Using Machine-Learning to Predict Sleep-Disordered Breathing Diagnosis From Medical Comorbidities and Craniofacial Features.

Abstract

Objectives This paper attempts to use machine-learning (ML) algorithms to predict the presence of sleep-disordered breathing (SDB) in a patient based on their body habitus, craniofacial anatomy, and social history. Materials and methods Data from a group of 69 adult patients who attended a dental clinic for oral surgeries and dental procedures in the last 10 years was used to train machine-learning models to predict whether a subject is likely to have SDB based on input information such as age, gender, smoking history, body mass index (BMI), oropharyngeal airway (Mallampati assessment), forward head posture (FHP), facial skeletal pattern, and sleep quality. Logistic Regression (LR), K-nearest Neighbours (kNN), Support Vector Machine (SVM) and Naïve Bayes (NB) were selected as these are the most frequently used supervised machine-learning models for classification of outcomes. The data was split into two sets for machine training (80% of total records) and the remaining was used for testing (validation). Results Initial analysis of collected data showed overweight BMI (at 25 or above), periorbital hyperchromia (dark circle eyes), nasal deviation, micrognathia, convex facial skeletal pattern (class 2) and Mallampati class 2 or above have positive correlations with SDB. Logistic Regression was found to be the best performer amongst the four models used with an accuracy of 86%, F1 score of 88% and area under the ROC curve (AUC) of 93%. LR also had 100% specificity and 77.8% sensitivity.
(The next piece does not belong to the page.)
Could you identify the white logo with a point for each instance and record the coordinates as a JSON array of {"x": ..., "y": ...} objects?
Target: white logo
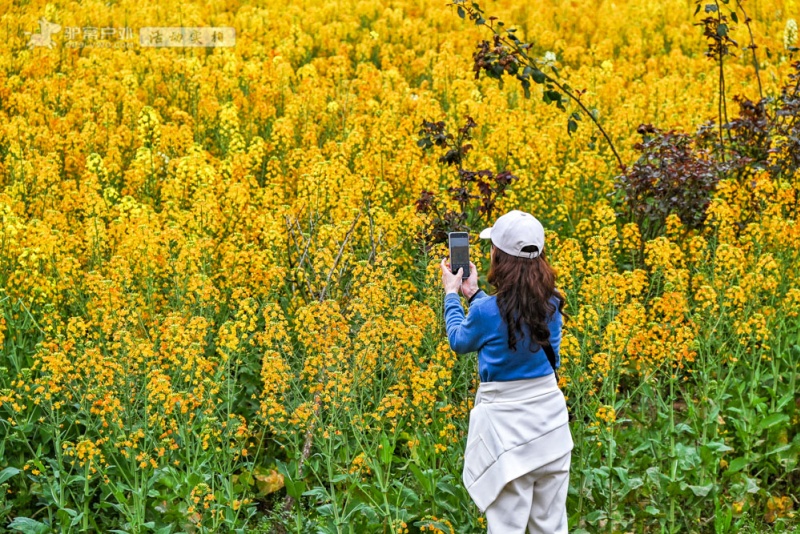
[{"x": 46, "y": 29}]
Support Vector Machine was the second-best performer with an accuracy of 79%, F1 score of 82% and AUC of 93%. k-Nearest Neighbours and Naïve Bayes performed reasonably well with F1 scores of 71% and 67%, respectively. Conclusions This study demonstrated the feasibility of using simple machine-learning models as a credible predictor of sleep-disordered breathing in patients with structural risk factors for sleep apnoea such as craniofacial anomalies, neck posture and soft tissue airway obstruction. By utilising higher-level machine-learning algorithms, it is possible to incorporate a broader range of risk factors, including non-structural features like respiratory diseases, asthma, medication use, and more, into the prediction model.